Biyolojik değeri yüksek proteinler bakımından zengin olan Kobe eti, tüm temel amino asitlere daha fazla ihtiyaç duyanların beslenmesinde çok faydalıdır; örneğin: hamilelik ve emzirme, büyüme, çok yoğun ve / veya uzun süren spor uygulamaları, yaşlılık - yeme bozukluğu ve geriatrik malabsorpsiyon eğilimi - patolojik malabsorpsiyon, spesifik veya genelleştirilmiş yetersiz beslenmeden geri kazanım, defilement vs.

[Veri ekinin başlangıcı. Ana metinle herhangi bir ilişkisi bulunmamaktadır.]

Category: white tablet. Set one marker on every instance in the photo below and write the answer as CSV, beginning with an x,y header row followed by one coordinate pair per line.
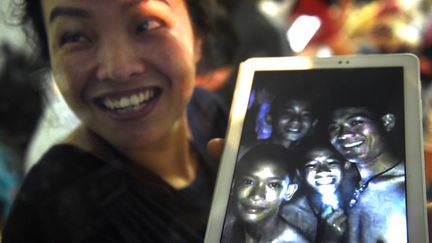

Kobe eti, şiddetli hiperürisemi durumunda - gut eğilimi - ve ürik asit kristallerinden taş veya burun böbrek litiazisi durumunda aşırı ölçülmeden kaçınılması veya tüketilmesi gereken ürünlerden biridir. Fenilketonüri diyetinden tamamen çıkarılmıştır. Laktoz intoleransı ve çölyak hastalığı için kontrendikasyon göstermez; ayrıca histamin intoleransı için zararsız olmalıdır.

Kobe eti kayda değer bir biyoyararlı demir kaynağıdır ve doğurgan kadınlarda, hamile kadınlarda, maraton koşucularında ve vejeteryanlarda - özellikle veganlarda - metabolik ihtiyaçların karşılanmasına katkıda bulunur. Not : demir eksikliği demir eksikliği anemisine neden olabilir. Organizmada çok miktarda bulunan bir mineral olan fosfor ihtiyacının, özellikle hidroksiapatit formundaki kemiklerde, hücre zarlarının fosfolipidlerinde ve sinir dokusunda vb. Hormonal ve enzimatik antioksidan üretimi için gerekli olan çinko içeriği dikkate değerdir. Temel bir potasyum kaynağı olarak kabul edilmez, ancak vücudun isteğini yerine getirmek için yine de katılır - örneğin terlemede, örneğin sporda, artan diürez ve ishal; Bu alkalileştirici iyonun eksikliği - membran potansiyeli için gerekli ve birincil arter hipertansiyonuna karşı mücadelede çok yararlı - özellikle magnezyum ve dehidrasyon eksikliği, kas kramplarının başlaması ve genel zayıflık ile ilişkilidir.

Kobe eti, B vitaminleri bakımından zengindir, hücresel süreçlerde büyük önemi olan tüm koenzimatik faktörlerdir. Diğer etler gibi, bu nedenle çeşitli vücut dokularının işleyişi için mükemmel bir destek olarak kabul edilebilir. A Vitamini ve öncülleri - RAE, ayrıca bir antioksidan işleviyle - optimum görselliği, üreme işlevini korur, hücre farklılaşmasını sağlar, vb.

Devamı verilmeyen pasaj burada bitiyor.